Quantifizierung der Hypopigmentation Aktivität In Vitro
Summary
Wir beschreiben drei experimentelle Methoden zur Bewertung der Hypopigmentation Aktivität von Chemikalien, die in-vitro-: Quantifizierung der 1) zellulären Tyrosinase-Aktivität und Melanin (2) Inhalt und (3) Messung von Melanin durch zelluläre Melanin Färbung und Bildanalyse.
Abstract
Diese Studie stellt Labormethoden für die Quantifizierung von Hypopigmentierung Aktivität in vitro. Melanin, das große Pigment in Melanozyten, wird als Reaktion auf mehrere zelluläre und umweltbedingten Faktoren synthetisiert. Melanin schützt die Hautzellen vor UV-Schäden, aber auch biophysikalische und biochemische Funktionen hat. Übermäßige Produktion oder Ansammlung von Melanin in den Melanozyten kann dazu führen, dass dermatologische Problemen, wie z. B. Muttermale, Sommersprossen, Pigmentflecken und Melasma. Daher ist die Kontrolle der Melanogenese mit Hypopigmentierung Agenten wichtig bei Patienten mit klinischen oder kosmetische Bedürfnisse. Melanin wird in erster Linie in den Melanosomen Melanozyten in einen komplexen biochemischen Prozess namens Melanogenese, welche von der Erwartungshaltung extrinsischen und intrinsischen Faktoren wie Hormone, Entzündungen, Alter und UV-Licht Exposition synthetisiert. Wir beschreiben drei Methoden zur Bestimmung der Hypopigmentation Aktivität von chemischen oder natürlichen Substanzen in Melanozyten: Messung von (1) zellulären Tyrosinase-Aktivität und Melanin (2) Inhalt und (3) Färbung und Quantifizierung zellulären Melanin mit Bild Analyse.
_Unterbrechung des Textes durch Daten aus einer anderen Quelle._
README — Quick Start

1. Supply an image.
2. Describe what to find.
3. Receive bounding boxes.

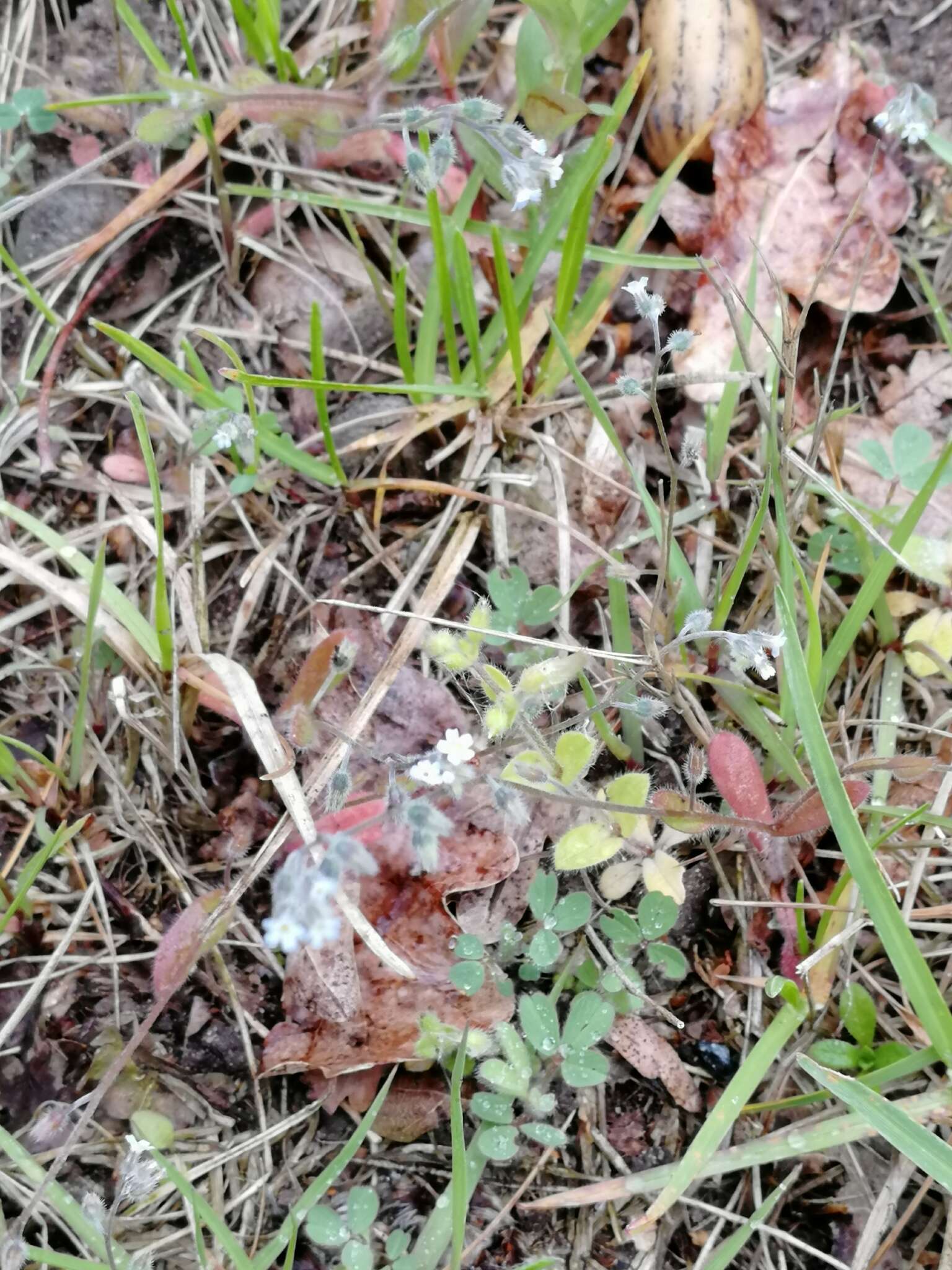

In Melanogenese katalysiert Tyrosinase die Bandbreitenbegrenzung Schritt, der L-Tyrosin in 3,4-Dihydroxyphenylalanine (l-Dopa) und dann in Dopaquinone umwandelt. Daher ist die Hemmung der Tyrosinase eine primäre Hypopigmentierung Mechanismus. In kultivierten Melanozyten kann Tyrosinase-Aktivität durch Hinzufügen von l-Dopa als Substrat und Messung Dopaquinone Produktion durch Spektralphotometrie quantifiziert werden. Melanogenese kann auch durch Quantifizierung des Melanin Inhalts gemessen werden. Der Melanin-haltigen zelluläre Anteil wird mit NaOH extrahiert und Melanin wird spektrophotometrisch quantifiziert. Zu guter Letzt kann der Melanin Inhalt durch die Bildanalyse nach Fontana-Masson Färbung von Melanin quantifiziert werden. Obwohl die Ergebnisse dieser in-vitro-Untersuchungen nicht immer in der menschlichen Haut reproduziert werden können, sind diese Methoden vor allem als erster Schritt um potenzielle Hypopigmentierung Aktivitäten zu erkennen in der Melanogenese Forschung, verbreitet. Diese Methoden können auch zur Aktivität der Melanozyten, Wachstum und Differenzierung zu bewerten. Die Gültigkeit der Effekte gewährleisten konsistente Ergebnisse mit drei verschiedenen Methoden.
Introduction
Melanin spielt eine entscheidende Rolle in der Physiologie, Pathologie und Toxikologie mehrere Organe einschließlich der Haut, Augen und Gehirn1. Hauptfunktionen von Melanin sind Foto-Screening und biochemischen Wirkungen. Melanin absorbiert Nah-Infrarot- und sichtbares Licht sowie Ultraviolett (UV) Strahlung, mit erhöhten Absorptionsraten bei kürzeren Wellenlängen des Lichts; Melanin schützt somit vor Schäden durch sichtbares Licht oder UV Strahlung2Gewebe. Melanin ist ein Antioxidans und hat eine Affinität für Metalle und andere giftigen Chemikalien; Daher kann es Gewebe vor oxidativen und chemischen Stress3schützen. Allerdings verursacht die übermäßige Produktion von Melanin dermatologische Probleme.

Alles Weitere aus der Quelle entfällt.